To monitor continuously the organ intrafraction motion a real-time electromagnetic (EM) localization system, Calypso (Varian Medical Systems), was introduced [24], [25]. Calypso consists of three transponders implanted into the prostate and an EM source/receiver array which is setup above the patient during the treatment. Calypso provides real-time 3D position information of the three transponders and thus the prostate and can be used for localization and intrafraction motion tracking. Another EM tracking system currently in the market is RayPilot (Micropos Medical AB), which consists of a wired transmitter, implanted into the prostate for the treatment course and removed afterwards, and a detector array which is setup on the treatment couch [26]. RayPilot provides the 3D position of the transmitter in real-time and can also be used in localization and tracking of the prostate. EM systems provide a non-ionizing alternative to kV- and MV-imaging systems and high sampling rate of the systems guarantees that positional information of the prostate is not missed during the treatment.

The localization accuracy of Calypso have been investigated in many studies both in laboratory conditions [19], [25], [27], [28], [29] and in clinical situations [4], [5], [30], [31], [32], [33] whereas there is a lack of information about the localization accuracy of RayPilot in clinical environment. Kindblom et al. [26] reported submillimeter accuracy of RayPilot in phantom fixture and compared 3D positional difference between RayPilot and orthogonal X-ray imaging when the transmitter was implanted in a urethral catheter. However, urethral catheter implantation does not represent the intended application method of implanting the transmitter into the prostate gland.

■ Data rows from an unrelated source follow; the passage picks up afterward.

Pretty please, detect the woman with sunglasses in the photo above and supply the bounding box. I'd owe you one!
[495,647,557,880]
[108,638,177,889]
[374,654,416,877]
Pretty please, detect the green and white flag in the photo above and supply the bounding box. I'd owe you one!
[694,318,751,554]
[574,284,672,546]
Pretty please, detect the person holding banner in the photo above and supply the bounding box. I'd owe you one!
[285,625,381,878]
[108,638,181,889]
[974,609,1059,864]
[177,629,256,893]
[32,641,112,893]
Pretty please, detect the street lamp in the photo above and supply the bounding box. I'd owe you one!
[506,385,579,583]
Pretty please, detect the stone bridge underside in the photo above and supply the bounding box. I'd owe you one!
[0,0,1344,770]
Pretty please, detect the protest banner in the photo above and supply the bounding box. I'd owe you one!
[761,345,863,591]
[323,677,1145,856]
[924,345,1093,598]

The aim of this study is to investigate the localization accuracy of the RayPilot and Calypso systems in comparison with fiducial marker based localization for a group of clinically treated prostate cancer patients. This is accomplished by comparing the translational couch shifts, proposed by the EM systems and couch shifts proposed by FM based kV-image alignment acquired simultaneously with the EM systems. Couch shifts represent the isocenter offsets recorded by the localization method in question. The stability and migration of the RayPilot transmitter, the gold seed fiducials and Calypso transponders are evaluated as well. To our knowledge, this is the first large study investigating the accuracy of the RayPilot system in clinical environment. The study is part of a clinical trial (ClinicalTrials.gov NCT02319239) which aims at developing extremely hypofractionated treatment protocol for prostate cancer.